A Chinese hacking group is exploiting flaws in Microsoft Exchange servers to target email systems used by a wide range of organizations, including military contractors and think tanks, according to Microsoft.
In a March 2 blog post, the company confirmed it had detected "multiple 0-day exploits being used to attack on-premises versions of Microsoft Exchange Server in limited and targeted attacks." A "0-day exploit" refers to a previously undetected vulnerability in a computer system.
The attackers used the flaws to access on-premise Exchange servers to gain further access to email accounts and also "allowed installation of additional malware to facilitate long-term access to victim environments."

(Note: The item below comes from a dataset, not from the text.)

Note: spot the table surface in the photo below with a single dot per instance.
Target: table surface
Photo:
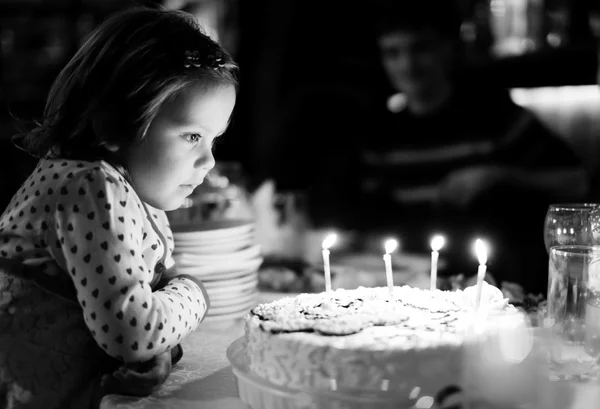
(203, 379)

Microsoft attributes the campaign to HAFNIUM, a state-sponsored group in China, according to the blog.
"HAFNIUM primarily targets entities in the United States across a number of industry sectors, including infectious disease researchers, law firms, higher education institutions, defense contractors, policy think tanks, and NGOs," the blog states.
Cybersecurity journalist Chris Krebs first reported last week that "at least 30,000" organizations have been targeted by the Exchange exploit.
"We are closely tracking Microsoft's emergency patch for previously unknown vulnerabilities in Exchange Server software and reports of potential compromises of U.S. think tanks and defense industrial base entities," Jake Sullivan, President Biden's national security adviser, tweeted on March 4. "We encourage network owners to patch ASAP."